Como 25 años no se cumplen todos los días la gente amiga de Zuccardi decidió festejar por todo lo alto con una vertical/cena de su Zuccardi Q Tempranillo nada menos que en el restaurante Oviedo. Más allá de la impronta hispánica de la cepa, el espacio del querido Emilio Garip ha compartido mucho del periplo de este tinto de leyenda. Para el caso se escanciaron las versiones de 1999, 2003, 2007, 2009, 2013 y la próxima a salir 2018.

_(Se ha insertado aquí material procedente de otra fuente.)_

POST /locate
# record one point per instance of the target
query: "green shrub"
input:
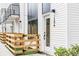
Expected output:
(72, 51)
(61, 51)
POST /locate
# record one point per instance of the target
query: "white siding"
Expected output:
(58, 35)
(73, 23)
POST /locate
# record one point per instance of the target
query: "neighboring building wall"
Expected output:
(73, 23)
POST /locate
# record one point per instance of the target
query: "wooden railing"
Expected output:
(19, 43)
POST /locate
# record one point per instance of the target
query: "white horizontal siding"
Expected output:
(73, 22)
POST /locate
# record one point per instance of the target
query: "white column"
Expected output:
(26, 20)
(22, 7)
(41, 27)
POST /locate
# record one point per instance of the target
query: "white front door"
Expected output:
(47, 33)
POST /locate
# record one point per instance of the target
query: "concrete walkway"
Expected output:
(5, 52)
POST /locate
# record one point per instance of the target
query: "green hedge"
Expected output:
(72, 51)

Testigo privilegiado del derrotero de este primer ícono de la bodega, Pepe Zuccardi desgranó historias del último cuarto de siglo de este Tempranillo glorioso. «Hay dos cosas que se deben tomar en cuenta, primero que, aunque el Tempranillo tenía una larga tradición entre nosotros (los españoles lo habían traído aquí mucho antes de que el Malbec hiciera su primera aparición) esa misma tradición lo asociaba con vinos muy del día a día– arranca el winemaker- y lo siguiente fue que provenían de Santa Rosa, un parche de desierto en el Este, con apenas 650 metros de cota. Mi padre tenía el dicho de que «el día que no trabajamos el desierto nos gana» y era así. Sin embargo apenas ingresé a la bodega me di cuenta que estos viñedos iban a darnos algo especial. Los habían plantado a mitad de los 70 y para cuando decidimos que fueran la base de nuestro primer ícono ya llevaban cerca de dos décadas de producción.Actualmente, dada su propia morfología, esos parrales casi parecen árboles bajos. El primer Q Tempranillo salió a la luz en 1997 y desde allí hemos ido produciendo este single vineyard hasta hoy. Por supuesto que tenemos que admitir que estamos gratamente sorprendidos. Cuando comenzamos la línea no imaginamos la evolución que acabarían teniendo estos vinos

La vertical iba a ser una ocasión de oro no sólo para documentar dicha evolución sino también para, a través de su ejemplo, replicar el recorrido que refleja la forma en que se fueron haciendo los vinos de calidad en nuestro país con la llegada del nuevo milenio.

La cata arrancó con un Q de 1999. Fiel al estilo de la época es el único que evidencia cierta oxidación en el tono teja, un must de los vinos de calidad con guarda que hoy día para muchos casi califica como defecto. Se lo nota un vino evolucionado, con notas de cuero, frutos negros e higos que aún se mantiene vivo. También hace gala de una etiqueta ultra elegante (fue diseñada por un estudio londinense con el que la bodega todavía trabaja) con una mínima expresión de dorado con la añada y una etiqueta baja en rojo, algo muy disruptivo y ambicioso para los cánones estéticos de la época. Diferente fue la experiencia con un 2003 más vibrante de color pero que empezaba a decaer. Más allá de hacer referencia al resto de las añadas, la concentración, el alcohol y la forma de evolucionar son buen reflejo de las prédicas de la viticultura de calidad a lo largo de los primeros dosmil. Y hay una salvedad importante con un perfil primigenio que parece recuperarse en la edición 2018 (que próximamente saldrá al mercado), acusando una ligera baja en el nivel de alcohol toda vez que dobla tanto el año de paso por barrica como el de estacionamiento en botella de todos sus antecesores.

A continuación todos los invitados pasamos al salón donde los anfitriones tuvieron la genial idea de maridar un vino tan gastronómico con un puchero decimonónico de realización magistral. Una verdadera pareja hecha en el cielo de la buena mesa.